In this paper, seven different metaheuristic optimization algorithms developed between 2005 and 2012 are applied to optimize the robot trajectory for a three-revolute (3R) robotic arm. These algorithms include the artificial bee colony (ABC) algorithm, biogeography-based optimization, gravitational search algorithm, cuckoo search algorithm (CS), firefly algorithm, bat algorithm, and teaching–learning-based optimization (TLBO). This work presents the optimization problem with the objective to plan a trajectory, which can minimize joint travelling time, joint travelling distance, and total joint Cartesian lengths, simultaneously. Nine different design variables are considered for the intermediate joint angles, joint velocities, the end-effector angle for the final configuration, the time from initial to intermediate configuration, and the time from intermediate to final configuration.
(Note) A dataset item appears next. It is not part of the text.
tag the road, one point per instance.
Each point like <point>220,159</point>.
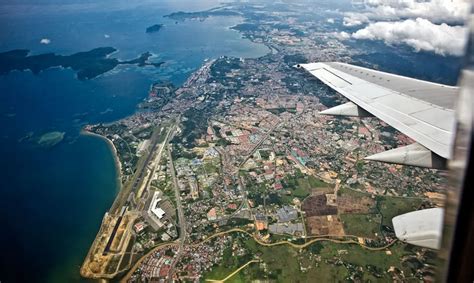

Two different experiments are conducted to investigate the effect of different considered metaheuristics: 1) for the free workspace and 2) for the workspace with obstacle. All these algorithms are compared based on the algorithm ability to find the best solutions, mean solutions, standard deviation, computational effort, and the convergence of the solutions. Statistical investigation is also performed by using the Friedman rank test and the Holm–Sidak multiple comparison $t$ - test to check the significance of the algorithm for its suitability to the robot trajectory optimization problems. The results show the significance of TLBO, ABC, and CS for the robot trajectory optimization problems.